Ram Chandra, publisher of the Gadar Newspaper

Ram Chandra, editor of the Gadar

NewspaperBefore he’d left, Har Dayal had anointed Ram Chandra as the editor of the newspaper that he had started. Ram Chandra continued his mentor’s work with the help of two other Indians, Bhagwan Singh and Maulvi Barkatullah, who tried to recruit revolutionaries on the West Coast by giving readers information on the harshness of British rule in India. Other Indians also helped out with the press that printed not just the newspaper but books at their office on Valencia Street in San Francisco.

Since the British government maintained an iron grip on the press in India, revolutionary papers were the only way to disseminate information that contradicted the government’s take on events. For example, the Gadar issue of August 14, 1914 says, “News has reached that the British intend sending Indian troops to fight the Germans in order to save their white soldiers…When we will be told that Indian Sepoys are fighting the Germans in order to keep India in slavery. Look and understand, beloved brethren; even in Europe the British save themselves and get the Indians slain.” (2)

And from the same issue, “Oh Indians, help the Germans. How and in what manner? In this way. Start mutiny in India…”

Infighting

In January 1917, a split occurred in the party, according to the government’s notes.(3) Three men, who were involved at the Ashram – Bhagwan Singh, Santokh Singh, and Ram Singh – led a revolt against Ram Chandra, the editor, leading to his ouster.

According to Bhagwan Singh’s diary, translated from a non-Latin language into English, the Council of the Yugantar Ashram asked Ram Chandra to resign from the Gadar party because of a lack of transparency in his accounting. They alleged that he had used Ashram money to acquire personal influence. (4)  A new editor was named and Ram Chandra’s name was removed from all accounts. Bhagwan Singh became the head of the new party that that came into existence to oppose Ram Chandra.

Ram Chandra now moved from Valencia Street to 5 Wood St. in San Francisco and published a dueling paper of the same name. The many testimonies in the case leave doubt that the charges made by Ram Chandra’s former friends had any merit. They seemed to have been based on jealousy, as the paper was published in Ram Chandra’s name. Bhagwan Singh was a poet and writer himself and may well have resented the recognition that comes from publishing.

A supplement to the Gadar issue of April 15th, 1917 says, “Bhagwan Singh was a bad character and paid no attention to the Ashram council and the brethren. In the end, driven to desperation we expelled Bhagwan Singh, Santokh Singh, and Ram Singh from the Ashram.” (5)  It is signed by the ‘Public Servants of the Ashram’ and dated March 28th, 1917.

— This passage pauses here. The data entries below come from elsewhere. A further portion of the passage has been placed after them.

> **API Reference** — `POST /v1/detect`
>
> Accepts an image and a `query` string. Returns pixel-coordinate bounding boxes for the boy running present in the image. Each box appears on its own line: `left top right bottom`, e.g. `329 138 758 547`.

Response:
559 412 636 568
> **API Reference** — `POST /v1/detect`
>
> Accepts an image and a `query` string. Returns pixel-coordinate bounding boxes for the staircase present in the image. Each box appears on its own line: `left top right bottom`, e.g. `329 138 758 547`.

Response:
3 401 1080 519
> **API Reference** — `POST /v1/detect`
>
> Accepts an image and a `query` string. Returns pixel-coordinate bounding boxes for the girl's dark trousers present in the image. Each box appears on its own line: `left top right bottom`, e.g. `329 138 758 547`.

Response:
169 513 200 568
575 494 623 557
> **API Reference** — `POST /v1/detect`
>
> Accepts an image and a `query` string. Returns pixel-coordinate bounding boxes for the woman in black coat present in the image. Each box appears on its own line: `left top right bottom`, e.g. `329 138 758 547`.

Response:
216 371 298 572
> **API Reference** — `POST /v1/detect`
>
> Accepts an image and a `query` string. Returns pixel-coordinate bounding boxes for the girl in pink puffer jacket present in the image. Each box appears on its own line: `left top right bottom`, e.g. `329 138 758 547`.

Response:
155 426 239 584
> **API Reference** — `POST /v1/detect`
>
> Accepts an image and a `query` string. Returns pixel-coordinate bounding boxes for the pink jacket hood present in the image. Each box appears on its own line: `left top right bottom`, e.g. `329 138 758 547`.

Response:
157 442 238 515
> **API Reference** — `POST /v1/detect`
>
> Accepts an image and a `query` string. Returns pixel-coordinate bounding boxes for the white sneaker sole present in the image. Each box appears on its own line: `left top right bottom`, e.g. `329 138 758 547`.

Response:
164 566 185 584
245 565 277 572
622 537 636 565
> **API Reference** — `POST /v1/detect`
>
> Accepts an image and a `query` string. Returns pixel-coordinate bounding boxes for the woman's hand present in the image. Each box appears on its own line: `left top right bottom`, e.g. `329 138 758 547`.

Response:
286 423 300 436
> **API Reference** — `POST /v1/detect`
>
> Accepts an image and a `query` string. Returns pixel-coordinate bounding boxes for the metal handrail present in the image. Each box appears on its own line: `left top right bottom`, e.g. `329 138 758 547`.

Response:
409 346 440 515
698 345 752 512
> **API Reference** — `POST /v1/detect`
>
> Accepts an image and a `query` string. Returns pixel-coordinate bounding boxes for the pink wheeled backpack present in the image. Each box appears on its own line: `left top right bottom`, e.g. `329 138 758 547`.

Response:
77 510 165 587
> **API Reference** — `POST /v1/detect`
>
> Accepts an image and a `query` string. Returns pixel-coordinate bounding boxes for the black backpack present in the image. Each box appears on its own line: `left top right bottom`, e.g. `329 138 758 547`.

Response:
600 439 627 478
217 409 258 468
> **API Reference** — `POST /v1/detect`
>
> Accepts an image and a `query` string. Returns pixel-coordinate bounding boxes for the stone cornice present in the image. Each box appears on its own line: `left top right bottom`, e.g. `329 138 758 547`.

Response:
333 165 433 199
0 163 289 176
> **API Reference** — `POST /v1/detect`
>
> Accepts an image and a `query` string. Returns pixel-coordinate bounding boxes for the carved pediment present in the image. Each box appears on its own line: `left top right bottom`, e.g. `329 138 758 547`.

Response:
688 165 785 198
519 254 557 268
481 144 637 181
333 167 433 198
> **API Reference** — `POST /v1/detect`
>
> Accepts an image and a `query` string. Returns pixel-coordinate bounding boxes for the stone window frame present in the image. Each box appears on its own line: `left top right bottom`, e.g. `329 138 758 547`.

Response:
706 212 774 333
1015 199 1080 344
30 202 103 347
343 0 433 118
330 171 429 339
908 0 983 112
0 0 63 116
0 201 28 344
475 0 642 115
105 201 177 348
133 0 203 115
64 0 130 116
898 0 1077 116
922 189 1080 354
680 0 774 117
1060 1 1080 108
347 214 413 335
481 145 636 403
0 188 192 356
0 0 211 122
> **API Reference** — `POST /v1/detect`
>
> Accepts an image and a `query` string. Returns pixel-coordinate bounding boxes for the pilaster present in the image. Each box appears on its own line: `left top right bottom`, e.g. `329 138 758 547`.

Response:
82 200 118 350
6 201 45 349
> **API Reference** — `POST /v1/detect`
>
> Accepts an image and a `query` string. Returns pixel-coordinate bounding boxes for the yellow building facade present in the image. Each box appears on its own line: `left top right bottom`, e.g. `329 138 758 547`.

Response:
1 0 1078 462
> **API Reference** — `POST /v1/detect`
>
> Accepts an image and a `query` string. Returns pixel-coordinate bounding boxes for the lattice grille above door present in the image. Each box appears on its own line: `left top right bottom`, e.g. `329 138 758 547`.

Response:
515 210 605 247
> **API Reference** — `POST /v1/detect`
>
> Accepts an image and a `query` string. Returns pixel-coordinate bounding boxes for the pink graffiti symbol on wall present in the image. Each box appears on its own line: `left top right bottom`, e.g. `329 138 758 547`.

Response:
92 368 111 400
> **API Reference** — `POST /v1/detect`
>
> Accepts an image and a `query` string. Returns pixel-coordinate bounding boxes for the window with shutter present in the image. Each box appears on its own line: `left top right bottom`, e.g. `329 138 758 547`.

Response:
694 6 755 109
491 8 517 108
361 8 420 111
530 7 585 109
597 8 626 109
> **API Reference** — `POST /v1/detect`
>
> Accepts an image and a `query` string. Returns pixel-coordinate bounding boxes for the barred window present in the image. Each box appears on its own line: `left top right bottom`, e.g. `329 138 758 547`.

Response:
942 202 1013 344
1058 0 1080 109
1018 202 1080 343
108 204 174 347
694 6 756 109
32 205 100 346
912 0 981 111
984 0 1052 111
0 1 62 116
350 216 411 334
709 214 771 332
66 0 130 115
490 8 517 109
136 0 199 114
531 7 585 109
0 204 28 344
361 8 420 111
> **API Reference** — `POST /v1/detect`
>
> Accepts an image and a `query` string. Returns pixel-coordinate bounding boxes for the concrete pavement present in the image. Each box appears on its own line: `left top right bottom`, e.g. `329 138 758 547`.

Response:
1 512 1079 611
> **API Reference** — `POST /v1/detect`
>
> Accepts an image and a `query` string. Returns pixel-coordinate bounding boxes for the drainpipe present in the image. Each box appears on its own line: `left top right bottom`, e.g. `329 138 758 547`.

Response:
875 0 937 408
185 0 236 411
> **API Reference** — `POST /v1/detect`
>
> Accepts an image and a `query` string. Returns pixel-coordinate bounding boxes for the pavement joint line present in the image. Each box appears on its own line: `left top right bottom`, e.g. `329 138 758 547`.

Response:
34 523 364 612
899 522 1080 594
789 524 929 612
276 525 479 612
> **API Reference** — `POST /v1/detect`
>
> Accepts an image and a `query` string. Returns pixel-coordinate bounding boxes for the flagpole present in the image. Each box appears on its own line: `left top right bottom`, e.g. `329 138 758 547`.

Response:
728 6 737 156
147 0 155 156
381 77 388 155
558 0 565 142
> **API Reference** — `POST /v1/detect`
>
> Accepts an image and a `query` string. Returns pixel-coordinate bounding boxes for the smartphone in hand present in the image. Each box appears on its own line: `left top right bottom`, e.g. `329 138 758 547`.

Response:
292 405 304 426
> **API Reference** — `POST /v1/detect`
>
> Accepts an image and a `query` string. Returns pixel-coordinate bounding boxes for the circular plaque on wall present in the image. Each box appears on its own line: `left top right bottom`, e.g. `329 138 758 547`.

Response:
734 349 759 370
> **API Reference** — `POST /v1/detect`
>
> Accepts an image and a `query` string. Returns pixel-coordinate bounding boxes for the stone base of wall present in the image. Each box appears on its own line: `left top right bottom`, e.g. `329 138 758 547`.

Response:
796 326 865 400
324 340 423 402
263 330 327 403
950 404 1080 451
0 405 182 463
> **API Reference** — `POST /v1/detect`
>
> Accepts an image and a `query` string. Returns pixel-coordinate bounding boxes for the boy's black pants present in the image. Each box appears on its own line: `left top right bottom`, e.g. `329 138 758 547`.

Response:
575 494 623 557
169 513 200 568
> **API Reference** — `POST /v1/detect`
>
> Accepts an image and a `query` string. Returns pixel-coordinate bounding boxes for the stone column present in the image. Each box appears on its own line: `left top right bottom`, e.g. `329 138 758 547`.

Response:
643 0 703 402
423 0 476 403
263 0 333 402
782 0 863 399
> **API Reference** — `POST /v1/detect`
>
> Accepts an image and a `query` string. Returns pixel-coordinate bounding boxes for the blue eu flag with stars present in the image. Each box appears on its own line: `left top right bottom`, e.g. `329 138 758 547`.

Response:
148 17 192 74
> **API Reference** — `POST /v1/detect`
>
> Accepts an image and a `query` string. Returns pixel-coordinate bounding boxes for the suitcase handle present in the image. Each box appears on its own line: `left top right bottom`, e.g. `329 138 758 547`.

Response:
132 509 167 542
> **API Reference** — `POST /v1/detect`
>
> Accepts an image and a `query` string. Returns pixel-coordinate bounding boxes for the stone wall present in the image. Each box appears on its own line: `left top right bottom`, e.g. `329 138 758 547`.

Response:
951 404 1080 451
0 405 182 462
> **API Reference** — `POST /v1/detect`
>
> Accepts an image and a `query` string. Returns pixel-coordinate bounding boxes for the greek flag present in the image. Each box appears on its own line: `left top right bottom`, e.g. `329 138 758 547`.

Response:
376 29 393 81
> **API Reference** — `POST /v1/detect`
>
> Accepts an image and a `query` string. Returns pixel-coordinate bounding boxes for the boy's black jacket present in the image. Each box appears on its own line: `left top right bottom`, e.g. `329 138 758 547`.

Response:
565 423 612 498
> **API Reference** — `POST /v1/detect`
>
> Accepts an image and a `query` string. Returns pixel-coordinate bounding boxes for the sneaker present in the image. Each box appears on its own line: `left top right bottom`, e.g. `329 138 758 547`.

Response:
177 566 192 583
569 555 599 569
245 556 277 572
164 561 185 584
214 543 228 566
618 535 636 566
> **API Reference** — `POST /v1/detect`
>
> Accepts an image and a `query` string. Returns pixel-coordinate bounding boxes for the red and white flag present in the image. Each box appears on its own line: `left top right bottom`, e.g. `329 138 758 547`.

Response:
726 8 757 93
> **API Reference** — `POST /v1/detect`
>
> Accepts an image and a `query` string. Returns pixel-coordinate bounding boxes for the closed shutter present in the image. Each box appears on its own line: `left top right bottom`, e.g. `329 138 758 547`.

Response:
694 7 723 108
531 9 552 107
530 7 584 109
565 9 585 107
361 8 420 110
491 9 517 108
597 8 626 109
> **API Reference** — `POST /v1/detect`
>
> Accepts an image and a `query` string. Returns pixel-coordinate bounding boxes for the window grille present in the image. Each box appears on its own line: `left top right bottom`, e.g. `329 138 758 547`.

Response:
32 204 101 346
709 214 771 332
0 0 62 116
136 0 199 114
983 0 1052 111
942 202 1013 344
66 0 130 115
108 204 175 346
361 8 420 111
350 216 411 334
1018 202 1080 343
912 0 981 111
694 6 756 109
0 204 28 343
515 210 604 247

In 1917-18, these men played an important role in taking the trial to its unexpected climax.


(1) Hindustan Gadar, A Brief History of the Gadar Movement, by Ram Chandra, April 10, 1918. Record Group 118, Office of the US Attorney, San Francisco, Neutrality Case Files, 1913-1920, box 10, folder 1a. National Archives at San Francisco.

(2) Hindustan Gadar, August 18, 1914. Record Group 118, Office of the U.S. Attorney, San Francisco, Neutrality Case Files, 1913-1920, box 1, folder 4a. National Archives at San Francisco.

(3) Ram Chandra, Record Group 118, Office of the U.S. Attorney, San Francisco, Neutrality Case Files, 1913-1920, box 4, folder 6. National Archives at San Francisco

(4) Bhagwan Singh’s diary, Record Group 118, Office of the U.S. Attorney, San Francisco, Neutrality Case Files, 1913-1920, box 13, folder 5. National Archives at San Francisco.

(5) Gadar extracts, Record Group 21. US District Court, Northern District of California, San Francisco, Criminal case #6133, box 475, folder 2.